Calling Access a database is
like calling Microsoft Word a “document.”
2. Nothing guarantees that any
particular database implemented within Access will be normalized or not
normalized...
... any more than using Word
to write documents guarantees they will be legally enforceable documents.
In my experience databases
implemented with Access frequently violate all sorts of normalization rules.
One recent example I saw had a single column, “[City, State]” (yes, including
the comma and space!). This clearly violates first normal form (“1NF”).
And don’t mistake this for an
Access limitation or problem. No DBMS forces you to follow good database
design practices. I have seen equally good and bad designs in Access, Oracle,
and SQL Server. (Okay, the more advanced tools are somewhat more likely to be
used by better trained professionals. But the edge is slight.)
To think of Access as a
“normalized” database tool or even a “relational” DBMS would be akin to
thinking of Word as a tool that automatically produced legally enforceable
documents regardless of what you typed.
Being an expert at Access (or
any database tool) no more qualifies you to implement correct, high quality
database solutions than being a Word expert would qualify you to be a Pulitzer
prize-winning author. It helps get the job done faster, but you still have to
know how to do the job. (Most hiring managers do not understand this!)
3. Normalization does not
mean adhering to Codd’s 12 rules.
Note: the guidelines are normally listed as "12" rules and were
proposed by Ted Codd (not "and Date").

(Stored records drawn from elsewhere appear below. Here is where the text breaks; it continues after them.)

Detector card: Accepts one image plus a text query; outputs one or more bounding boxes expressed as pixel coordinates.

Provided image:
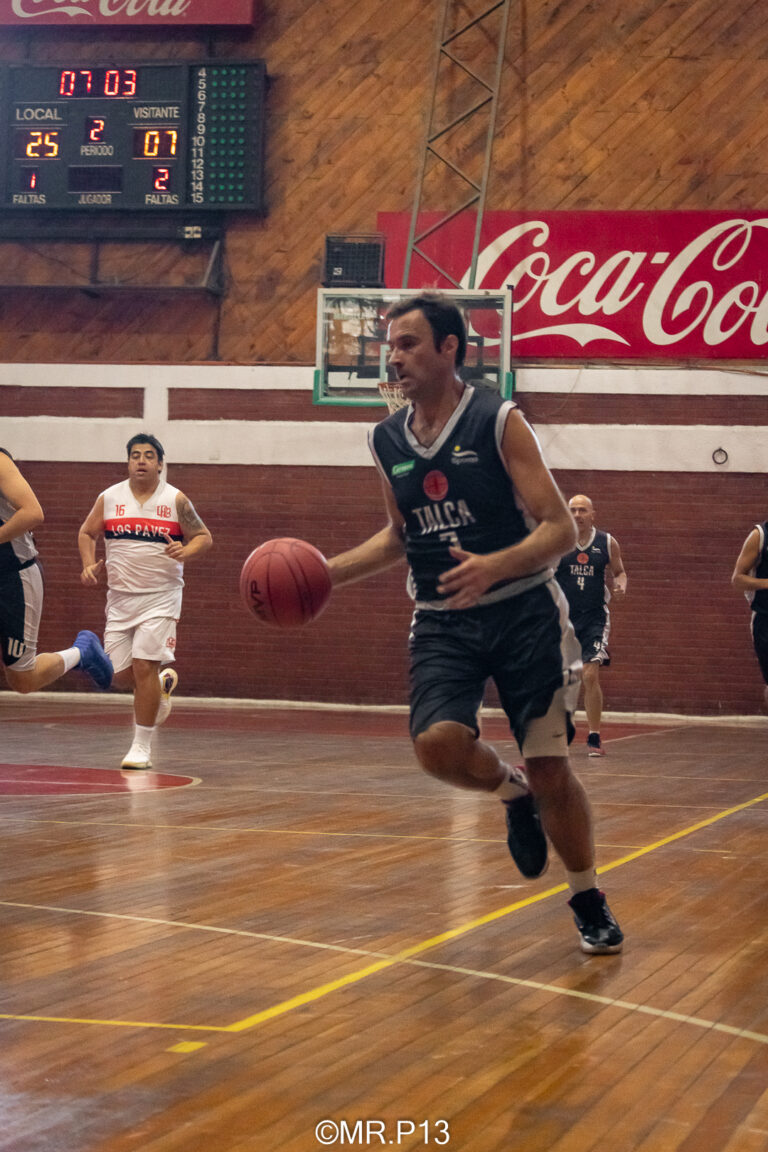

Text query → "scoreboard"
[0,59,266,215]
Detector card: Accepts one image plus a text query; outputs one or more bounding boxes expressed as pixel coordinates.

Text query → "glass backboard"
[314,288,514,404]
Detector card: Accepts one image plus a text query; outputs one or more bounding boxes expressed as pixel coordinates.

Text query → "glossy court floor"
[0,694,768,1152]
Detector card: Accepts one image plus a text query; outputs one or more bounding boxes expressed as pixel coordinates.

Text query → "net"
[379,380,408,412]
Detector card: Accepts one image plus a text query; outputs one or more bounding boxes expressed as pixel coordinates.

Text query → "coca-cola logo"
[380,212,768,359]
[5,0,253,25]
[10,0,190,20]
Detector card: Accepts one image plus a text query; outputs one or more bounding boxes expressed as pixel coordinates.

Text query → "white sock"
[56,649,79,672]
[565,867,598,896]
[493,764,531,799]
[134,723,154,756]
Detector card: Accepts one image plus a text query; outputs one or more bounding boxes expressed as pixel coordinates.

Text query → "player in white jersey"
[0,448,112,695]
[78,432,213,768]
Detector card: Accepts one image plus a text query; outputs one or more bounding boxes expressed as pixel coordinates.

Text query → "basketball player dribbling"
[731,521,768,708]
[555,495,626,756]
[77,432,213,770]
[329,293,623,953]
[0,448,112,695]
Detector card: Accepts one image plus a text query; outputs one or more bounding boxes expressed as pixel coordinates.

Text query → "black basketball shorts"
[571,608,610,668]
[0,563,43,672]
[409,579,581,749]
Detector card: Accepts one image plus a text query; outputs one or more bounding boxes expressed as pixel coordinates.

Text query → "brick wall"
[19,463,768,714]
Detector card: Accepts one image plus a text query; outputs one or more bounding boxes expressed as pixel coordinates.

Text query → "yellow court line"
[0,1013,231,1032]
[0,793,768,1051]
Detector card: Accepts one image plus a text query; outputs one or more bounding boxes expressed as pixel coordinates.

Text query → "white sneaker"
[120,744,152,772]
[154,668,178,728]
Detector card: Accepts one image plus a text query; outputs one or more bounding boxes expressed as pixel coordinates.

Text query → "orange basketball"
[239,537,330,628]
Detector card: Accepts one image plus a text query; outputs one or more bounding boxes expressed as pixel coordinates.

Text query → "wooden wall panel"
[0,0,768,363]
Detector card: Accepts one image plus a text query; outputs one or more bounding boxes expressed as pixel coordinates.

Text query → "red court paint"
[0,764,198,796]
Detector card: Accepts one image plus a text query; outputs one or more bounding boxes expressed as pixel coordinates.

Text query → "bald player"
[555,495,626,756]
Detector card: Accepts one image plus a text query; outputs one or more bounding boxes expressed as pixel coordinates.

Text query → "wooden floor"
[0,695,768,1152]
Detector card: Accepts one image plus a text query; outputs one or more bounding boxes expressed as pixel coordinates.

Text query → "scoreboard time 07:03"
[0,59,266,212]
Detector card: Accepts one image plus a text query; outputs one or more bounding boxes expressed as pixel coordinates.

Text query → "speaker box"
[322,233,385,288]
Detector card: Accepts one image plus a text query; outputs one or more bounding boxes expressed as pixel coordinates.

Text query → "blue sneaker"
[73,631,114,692]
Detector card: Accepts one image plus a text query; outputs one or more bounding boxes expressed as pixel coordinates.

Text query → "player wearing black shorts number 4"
[0,448,112,695]
[731,521,768,707]
[555,497,626,756]
[329,293,623,953]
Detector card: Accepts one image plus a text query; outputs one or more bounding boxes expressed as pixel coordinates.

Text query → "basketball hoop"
[379,380,408,412]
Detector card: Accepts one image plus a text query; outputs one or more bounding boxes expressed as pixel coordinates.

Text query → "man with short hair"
[731,521,768,707]
[78,432,213,770]
[555,495,626,756]
[329,293,623,953]
[0,448,112,695]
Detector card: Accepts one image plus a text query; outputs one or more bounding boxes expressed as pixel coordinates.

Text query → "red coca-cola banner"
[0,0,254,28]
[379,211,768,361]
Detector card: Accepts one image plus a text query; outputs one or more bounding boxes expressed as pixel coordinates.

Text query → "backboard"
[314,288,514,406]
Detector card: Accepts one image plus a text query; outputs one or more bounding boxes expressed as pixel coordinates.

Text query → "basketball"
[239,537,330,628]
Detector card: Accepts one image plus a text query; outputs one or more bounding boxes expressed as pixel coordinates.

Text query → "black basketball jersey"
[0,448,37,574]
[368,385,549,607]
[555,529,610,620]
[746,521,768,616]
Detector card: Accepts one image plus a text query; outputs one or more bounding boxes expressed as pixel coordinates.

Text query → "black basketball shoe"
[502,793,549,880]
[568,888,624,955]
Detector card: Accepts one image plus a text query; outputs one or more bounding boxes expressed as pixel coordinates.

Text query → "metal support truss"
[403,0,511,289]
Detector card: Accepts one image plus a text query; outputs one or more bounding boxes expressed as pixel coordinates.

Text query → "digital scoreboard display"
[0,59,266,213]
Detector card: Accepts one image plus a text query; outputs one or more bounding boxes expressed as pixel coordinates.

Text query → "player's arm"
[608,536,626,600]
[166,492,213,563]
[77,495,104,584]
[0,452,45,544]
[731,528,768,592]
[439,409,576,608]
[328,482,405,588]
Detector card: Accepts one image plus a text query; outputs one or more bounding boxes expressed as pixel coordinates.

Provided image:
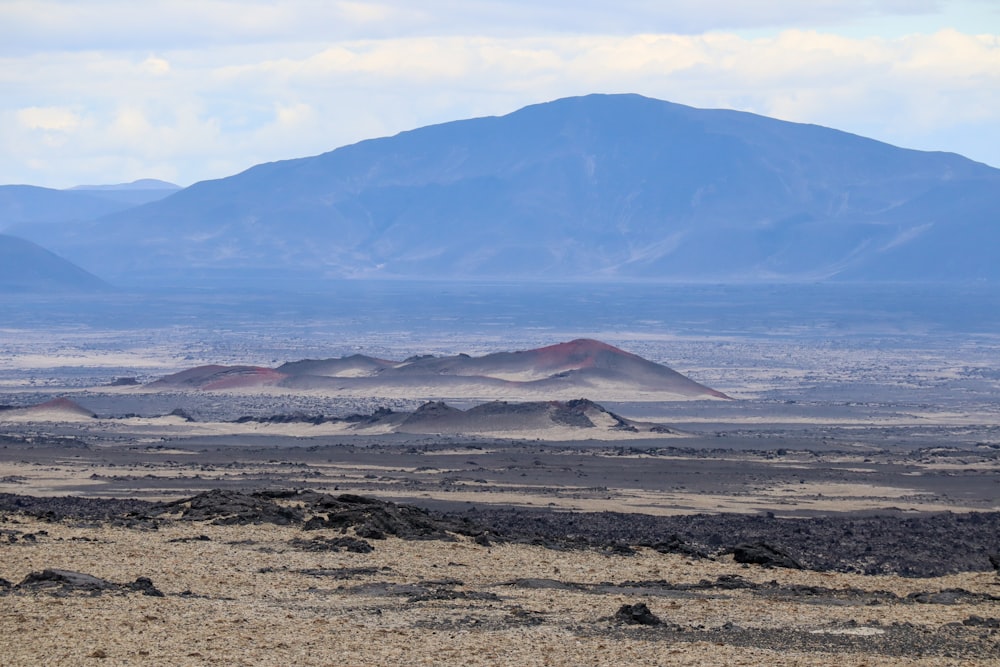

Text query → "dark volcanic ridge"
[237,398,680,435]
[145,339,729,400]
[0,398,682,437]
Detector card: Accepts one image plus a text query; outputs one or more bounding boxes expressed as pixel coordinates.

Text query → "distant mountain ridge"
[0,178,181,231]
[0,234,111,294]
[145,339,729,400]
[9,95,1000,285]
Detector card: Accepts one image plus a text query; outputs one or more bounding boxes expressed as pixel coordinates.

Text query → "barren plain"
[0,288,1000,665]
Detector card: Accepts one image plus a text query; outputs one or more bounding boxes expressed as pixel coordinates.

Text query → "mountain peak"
[13,94,1000,285]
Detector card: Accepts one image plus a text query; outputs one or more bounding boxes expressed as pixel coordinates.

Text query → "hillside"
[145,339,728,400]
[15,95,1000,284]
[0,234,109,293]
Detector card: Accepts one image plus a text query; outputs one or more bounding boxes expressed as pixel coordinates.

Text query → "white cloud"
[0,0,1000,186]
[17,107,80,132]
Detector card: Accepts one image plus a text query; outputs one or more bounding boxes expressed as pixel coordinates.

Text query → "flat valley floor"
[0,286,1000,666]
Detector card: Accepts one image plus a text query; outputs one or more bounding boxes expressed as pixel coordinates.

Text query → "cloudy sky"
[0,0,1000,188]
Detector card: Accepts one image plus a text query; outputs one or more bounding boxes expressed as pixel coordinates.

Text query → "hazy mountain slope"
[17,95,1000,282]
[70,178,181,206]
[0,185,129,230]
[0,179,180,230]
[0,234,109,293]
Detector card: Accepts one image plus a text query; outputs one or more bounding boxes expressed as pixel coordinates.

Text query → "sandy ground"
[0,515,1000,666]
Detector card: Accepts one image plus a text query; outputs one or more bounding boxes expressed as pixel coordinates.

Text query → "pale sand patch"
[0,517,997,667]
[0,460,1000,516]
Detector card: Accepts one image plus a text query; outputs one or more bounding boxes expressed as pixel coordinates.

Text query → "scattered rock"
[153,489,302,526]
[615,602,662,625]
[289,535,375,554]
[15,569,118,594]
[0,569,163,597]
[131,577,163,598]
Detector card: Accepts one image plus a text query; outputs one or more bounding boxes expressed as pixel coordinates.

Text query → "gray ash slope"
[19,95,1000,286]
[147,339,728,399]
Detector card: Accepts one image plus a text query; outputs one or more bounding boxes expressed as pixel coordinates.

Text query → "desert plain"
[0,286,1000,665]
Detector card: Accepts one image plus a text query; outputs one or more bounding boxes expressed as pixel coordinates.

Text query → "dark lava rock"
[615,602,662,625]
[15,570,118,594]
[639,533,708,558]
[167,408,195,422]
[0,569,163,597]
[153,489,302,526]
[906,588,1000,604]
[733,542,802,570]
[289,535,375,554]
[296,492,482,539]
[463,506,1000,577]
[131,577,163,598]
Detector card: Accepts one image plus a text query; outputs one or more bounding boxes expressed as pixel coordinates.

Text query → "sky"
[0,0,1000,188]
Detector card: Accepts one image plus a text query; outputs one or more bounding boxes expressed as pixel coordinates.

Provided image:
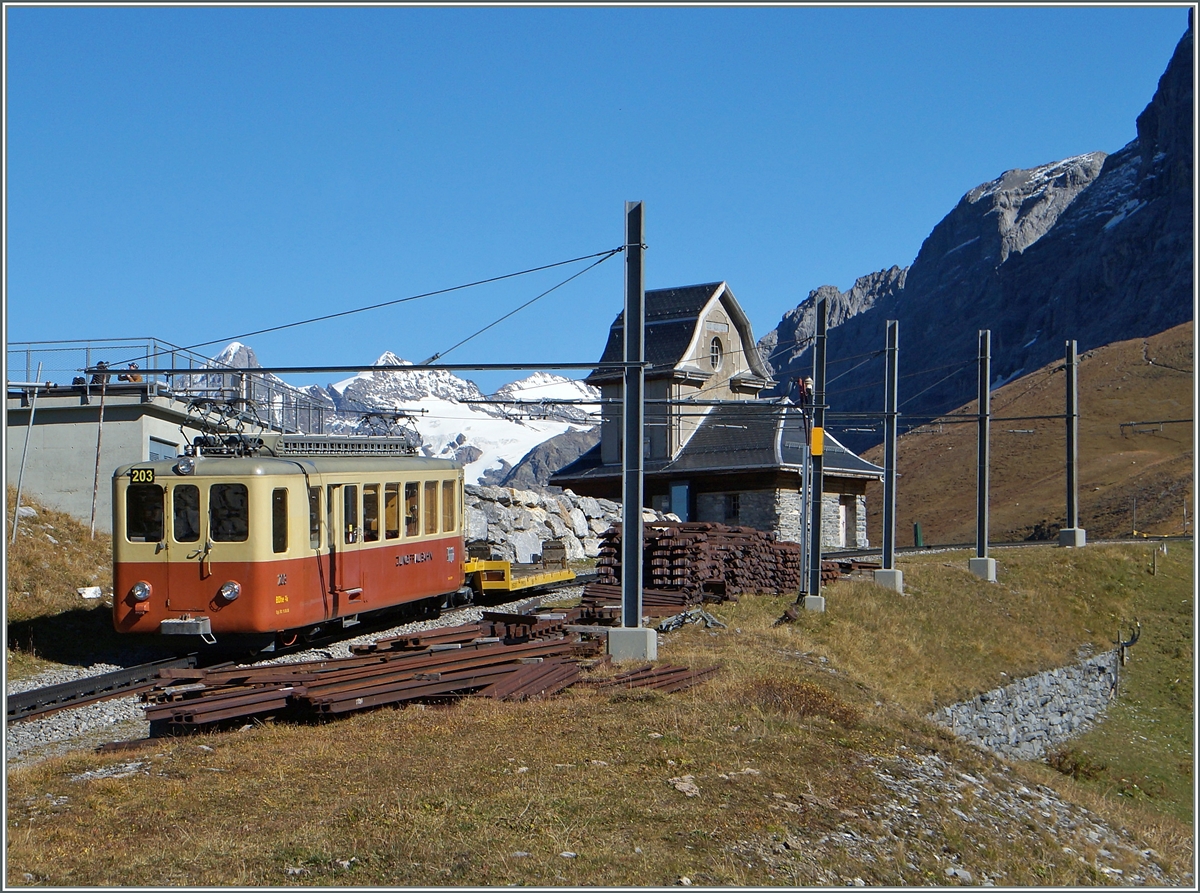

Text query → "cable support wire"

They are much quoted,
including of course in Date's standard database text. See this site for a quick
summary. Since there is a "Rule Zero," it would be fine to say the
"13 Rules," but most texts do not call them such.
Codd’s 12 rules for relational
database systems were geared toward those hoping to implement a relational DBMS
and, as such, dictate certain behaviors of those software systems.
Normalization,
in stark contrast, applies to the table-level design of one particular
database.
See why it’s so important to
be clear about “database” v. “DBMS”? I hope so.
(As an aside, being
“normalized” also does not mean being “relational.” Adhering to 1NF is required.
Beyond that they are simply design recommendations. See C.J. Date’s excellent “What First Normal Form
Really Means” article for details.)
4. Normalization does not per
se mean storing data in different tables and then linking back together.
Granted,
such a design is usually a consequence of a normalized design. But
normalization rules are strictly about removing certain types of redundancy
from a certain table. Usually this is accomplished by decomposing the
table in question into two or more related tables, for example splitting out a
“Children” column into a separate “Child” table containing one row per child.
But it’s important to note the difference.
It is especially important to
note that just because you have separated data tables and relationships between
them does not mean you have a normalized database or a relational database.
Legal jargon is probably
necessary to produce a legal document, but just a glut of legalese scattered in
my document does not mean it will be legally enforceable.
But possibly the biggest
problem with the WOW quote is that it comes from a supposed industry “expert.”
Unfortunately such ignorance of our field is rampant. You must be careful and
pay attention to the fundamentals.
Keep in mind:
If
you do not know the history of your own profession you can never hope to be but
an amateur.
—anonymous
Note:
For much deeper and longer treatment of many of the industry's database
confusions, see Fabian Pascal's site, www.dbdebunk.com.
If you regularly work with databases, you owe it to yourself to be familiar
with his and Chris Date’s writings available at this site.